We have defined the derived series $\{\mathscr{D}^k\mathfrak{g}\}$ inductively by $$\mathscr{D}^1\mathfrak{g}=[\mathfrak{g},\mathfrak{g}],\ \mathscr{D}^k\mathfrak{g}=[\mathscr{D}^{k-1}\mathfrak{g},\mathscr{D}^{k-1}\mathfrak{g}].$$ Now I hope to prove that $[\mathfrak{g},\mathscr{D}^k\mathfrak{g}]=\mathscr{D}^k\mathfrak{g}$, then $\mathscr{D}^k\mathfrak{g}$ is an ideal in $\mathfrak{g}$. It is easy for me to show that $[\mathfrak{g},\mathscr{D}^1\mathfrak{g}]=\mathscr{D}^1\mathfrak{g}$, and that is equivalently $[\mathfrak{g},\mathfrak{g}]$ is an ideal of $\mathfrak{g}$. And then?

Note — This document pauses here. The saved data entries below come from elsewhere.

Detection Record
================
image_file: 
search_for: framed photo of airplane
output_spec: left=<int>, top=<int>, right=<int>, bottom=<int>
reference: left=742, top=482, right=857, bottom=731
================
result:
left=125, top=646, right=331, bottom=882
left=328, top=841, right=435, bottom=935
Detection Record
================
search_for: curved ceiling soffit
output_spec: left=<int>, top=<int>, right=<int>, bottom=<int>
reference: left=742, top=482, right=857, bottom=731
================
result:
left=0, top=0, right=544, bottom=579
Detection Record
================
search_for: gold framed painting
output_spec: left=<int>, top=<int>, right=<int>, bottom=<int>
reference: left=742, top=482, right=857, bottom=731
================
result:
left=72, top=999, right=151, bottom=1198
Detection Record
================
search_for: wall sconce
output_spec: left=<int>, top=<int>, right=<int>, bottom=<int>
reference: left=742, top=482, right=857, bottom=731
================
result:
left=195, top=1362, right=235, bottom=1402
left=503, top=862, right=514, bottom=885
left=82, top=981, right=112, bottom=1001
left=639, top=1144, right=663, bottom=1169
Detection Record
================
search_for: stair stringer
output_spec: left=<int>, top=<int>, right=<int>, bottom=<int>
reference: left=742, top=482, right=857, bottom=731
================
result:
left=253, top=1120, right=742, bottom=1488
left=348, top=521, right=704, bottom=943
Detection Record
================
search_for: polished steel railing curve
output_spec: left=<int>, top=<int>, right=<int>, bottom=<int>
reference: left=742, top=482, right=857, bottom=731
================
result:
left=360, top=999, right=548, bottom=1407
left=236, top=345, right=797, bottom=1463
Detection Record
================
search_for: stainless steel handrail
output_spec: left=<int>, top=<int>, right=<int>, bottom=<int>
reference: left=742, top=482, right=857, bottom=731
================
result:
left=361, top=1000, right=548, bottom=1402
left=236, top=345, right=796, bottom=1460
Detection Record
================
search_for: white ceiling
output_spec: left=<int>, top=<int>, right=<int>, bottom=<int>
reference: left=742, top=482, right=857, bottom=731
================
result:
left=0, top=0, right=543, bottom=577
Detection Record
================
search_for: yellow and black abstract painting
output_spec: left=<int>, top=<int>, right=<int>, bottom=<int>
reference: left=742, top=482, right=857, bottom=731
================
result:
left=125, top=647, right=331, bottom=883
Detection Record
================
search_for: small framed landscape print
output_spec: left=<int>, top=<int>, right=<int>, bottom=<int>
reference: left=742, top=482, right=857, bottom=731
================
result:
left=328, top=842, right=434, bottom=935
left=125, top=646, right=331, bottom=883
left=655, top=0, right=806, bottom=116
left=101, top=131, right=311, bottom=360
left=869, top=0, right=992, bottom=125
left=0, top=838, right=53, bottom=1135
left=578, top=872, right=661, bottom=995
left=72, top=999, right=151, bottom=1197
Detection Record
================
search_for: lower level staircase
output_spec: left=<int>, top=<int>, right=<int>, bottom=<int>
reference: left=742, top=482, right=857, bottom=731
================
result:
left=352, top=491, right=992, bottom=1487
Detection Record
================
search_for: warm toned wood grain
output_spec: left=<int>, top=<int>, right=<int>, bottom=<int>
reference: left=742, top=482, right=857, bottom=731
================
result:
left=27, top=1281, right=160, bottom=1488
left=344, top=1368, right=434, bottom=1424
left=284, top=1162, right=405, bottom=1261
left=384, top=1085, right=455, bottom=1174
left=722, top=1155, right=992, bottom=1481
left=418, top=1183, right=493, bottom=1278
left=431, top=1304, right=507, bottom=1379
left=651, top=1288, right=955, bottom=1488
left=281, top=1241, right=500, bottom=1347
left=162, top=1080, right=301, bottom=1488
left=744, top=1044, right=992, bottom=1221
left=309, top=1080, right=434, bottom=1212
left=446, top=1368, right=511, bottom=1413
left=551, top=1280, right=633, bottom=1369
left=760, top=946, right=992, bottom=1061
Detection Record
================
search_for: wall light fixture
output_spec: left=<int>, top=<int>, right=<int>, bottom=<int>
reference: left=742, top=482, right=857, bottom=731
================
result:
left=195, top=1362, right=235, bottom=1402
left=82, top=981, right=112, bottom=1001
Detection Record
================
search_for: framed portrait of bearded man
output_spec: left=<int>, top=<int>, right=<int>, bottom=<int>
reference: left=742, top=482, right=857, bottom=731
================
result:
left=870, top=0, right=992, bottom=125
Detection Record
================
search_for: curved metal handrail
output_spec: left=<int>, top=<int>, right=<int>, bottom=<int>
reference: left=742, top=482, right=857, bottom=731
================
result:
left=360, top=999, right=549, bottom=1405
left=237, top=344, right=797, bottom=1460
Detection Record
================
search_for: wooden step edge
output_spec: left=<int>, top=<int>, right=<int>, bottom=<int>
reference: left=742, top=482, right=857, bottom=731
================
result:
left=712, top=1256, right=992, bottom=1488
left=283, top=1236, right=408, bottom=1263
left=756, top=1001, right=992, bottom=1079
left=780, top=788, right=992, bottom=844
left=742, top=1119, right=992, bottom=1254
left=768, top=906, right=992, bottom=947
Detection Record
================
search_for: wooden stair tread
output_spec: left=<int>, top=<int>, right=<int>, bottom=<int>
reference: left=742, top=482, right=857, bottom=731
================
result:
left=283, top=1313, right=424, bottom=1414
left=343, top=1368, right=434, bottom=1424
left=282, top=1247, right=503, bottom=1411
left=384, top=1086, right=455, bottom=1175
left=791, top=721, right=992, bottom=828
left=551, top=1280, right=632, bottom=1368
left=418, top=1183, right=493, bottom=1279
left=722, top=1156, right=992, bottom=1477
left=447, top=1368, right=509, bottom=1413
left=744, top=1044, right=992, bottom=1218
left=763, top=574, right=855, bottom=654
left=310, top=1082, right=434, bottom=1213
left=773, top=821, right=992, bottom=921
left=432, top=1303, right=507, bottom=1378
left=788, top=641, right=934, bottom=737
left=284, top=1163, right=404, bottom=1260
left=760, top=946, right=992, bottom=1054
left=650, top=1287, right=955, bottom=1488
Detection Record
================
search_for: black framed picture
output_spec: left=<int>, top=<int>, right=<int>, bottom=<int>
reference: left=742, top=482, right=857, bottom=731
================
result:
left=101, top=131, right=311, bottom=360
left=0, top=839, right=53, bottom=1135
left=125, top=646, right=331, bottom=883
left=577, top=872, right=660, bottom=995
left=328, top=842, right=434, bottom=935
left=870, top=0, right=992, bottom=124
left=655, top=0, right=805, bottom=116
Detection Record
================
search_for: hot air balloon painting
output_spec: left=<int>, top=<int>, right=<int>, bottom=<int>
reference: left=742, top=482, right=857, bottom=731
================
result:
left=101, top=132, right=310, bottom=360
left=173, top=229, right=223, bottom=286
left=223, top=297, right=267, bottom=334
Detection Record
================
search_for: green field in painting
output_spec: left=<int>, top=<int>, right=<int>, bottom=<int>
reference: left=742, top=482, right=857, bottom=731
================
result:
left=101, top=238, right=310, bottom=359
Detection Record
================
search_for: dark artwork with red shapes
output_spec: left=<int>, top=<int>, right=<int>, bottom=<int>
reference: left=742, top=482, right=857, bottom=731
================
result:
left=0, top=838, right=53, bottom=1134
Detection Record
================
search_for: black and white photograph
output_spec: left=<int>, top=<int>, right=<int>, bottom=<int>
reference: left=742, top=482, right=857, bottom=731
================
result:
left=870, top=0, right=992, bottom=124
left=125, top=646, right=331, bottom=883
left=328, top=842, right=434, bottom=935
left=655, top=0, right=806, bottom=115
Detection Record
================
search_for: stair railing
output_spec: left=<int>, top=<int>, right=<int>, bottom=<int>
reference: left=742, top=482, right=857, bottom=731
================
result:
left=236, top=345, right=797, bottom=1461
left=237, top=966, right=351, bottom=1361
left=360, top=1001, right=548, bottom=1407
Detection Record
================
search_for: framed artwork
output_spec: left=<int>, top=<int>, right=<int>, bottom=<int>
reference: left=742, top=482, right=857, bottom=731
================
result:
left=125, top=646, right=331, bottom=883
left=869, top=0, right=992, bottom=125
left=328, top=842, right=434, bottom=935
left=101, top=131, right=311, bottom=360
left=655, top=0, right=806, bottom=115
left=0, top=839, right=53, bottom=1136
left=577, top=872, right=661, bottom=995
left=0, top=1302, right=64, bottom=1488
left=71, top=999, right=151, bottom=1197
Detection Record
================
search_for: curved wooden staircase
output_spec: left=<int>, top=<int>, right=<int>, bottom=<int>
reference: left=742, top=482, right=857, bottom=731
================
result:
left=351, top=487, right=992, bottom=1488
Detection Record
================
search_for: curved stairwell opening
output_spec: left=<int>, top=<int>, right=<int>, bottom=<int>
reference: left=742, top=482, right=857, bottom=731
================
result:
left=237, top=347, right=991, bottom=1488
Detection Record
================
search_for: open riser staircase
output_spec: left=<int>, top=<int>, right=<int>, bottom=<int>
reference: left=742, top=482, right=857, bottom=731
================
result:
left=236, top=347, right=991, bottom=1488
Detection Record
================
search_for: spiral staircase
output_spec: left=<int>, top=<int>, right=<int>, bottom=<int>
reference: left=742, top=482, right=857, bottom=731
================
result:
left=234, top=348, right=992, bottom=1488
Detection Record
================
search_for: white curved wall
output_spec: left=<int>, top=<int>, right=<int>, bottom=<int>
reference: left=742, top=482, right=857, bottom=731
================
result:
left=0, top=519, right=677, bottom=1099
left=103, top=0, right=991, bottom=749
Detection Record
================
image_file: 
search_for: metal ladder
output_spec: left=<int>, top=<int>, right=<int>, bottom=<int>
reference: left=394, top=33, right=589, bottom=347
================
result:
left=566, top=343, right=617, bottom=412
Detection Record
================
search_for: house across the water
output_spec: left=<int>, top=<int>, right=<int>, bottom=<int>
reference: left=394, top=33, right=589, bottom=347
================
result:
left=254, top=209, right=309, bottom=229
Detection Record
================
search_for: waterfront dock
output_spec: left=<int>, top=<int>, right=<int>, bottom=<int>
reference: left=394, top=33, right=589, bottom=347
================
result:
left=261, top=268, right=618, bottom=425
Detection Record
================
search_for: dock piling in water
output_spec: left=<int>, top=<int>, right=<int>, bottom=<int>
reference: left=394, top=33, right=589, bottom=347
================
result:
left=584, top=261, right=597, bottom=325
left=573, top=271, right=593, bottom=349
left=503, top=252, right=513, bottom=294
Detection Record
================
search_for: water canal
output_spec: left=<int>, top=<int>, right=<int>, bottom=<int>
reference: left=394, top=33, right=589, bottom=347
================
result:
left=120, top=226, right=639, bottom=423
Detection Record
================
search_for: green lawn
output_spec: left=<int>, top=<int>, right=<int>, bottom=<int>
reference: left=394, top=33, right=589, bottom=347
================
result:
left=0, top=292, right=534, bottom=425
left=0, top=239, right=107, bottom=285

I find it difficult to prove this question by induction. Or are there any other ways to prove it?
I'm a novice in learning Lie algebras and this question may seem quite easy for you. I'd be extremely grateful if you can give me more details to help me!
If $\mathfrak{h}$ is an ideal of $\mathfrak{g}$, then $[\mathfrak{g},D\mathfrak{h}]\subset [\mathfrak{h},[\mathfrak{g},\mathfrak{h}]]$ by the Jacobi identity, which is contained in $[\mathfrak{h},\mathfrak{h}]=\mathfrak{h}$ since $\mathfrak{h}$ is an ideal. So $D\mathfrak{h}$ is an ideal as well.
It follows by induction on $k$ that $D^k\mathfrak{h}$ is an ideal. This applies in particular to $\mathfrak{h}=\mathfrak{g}$.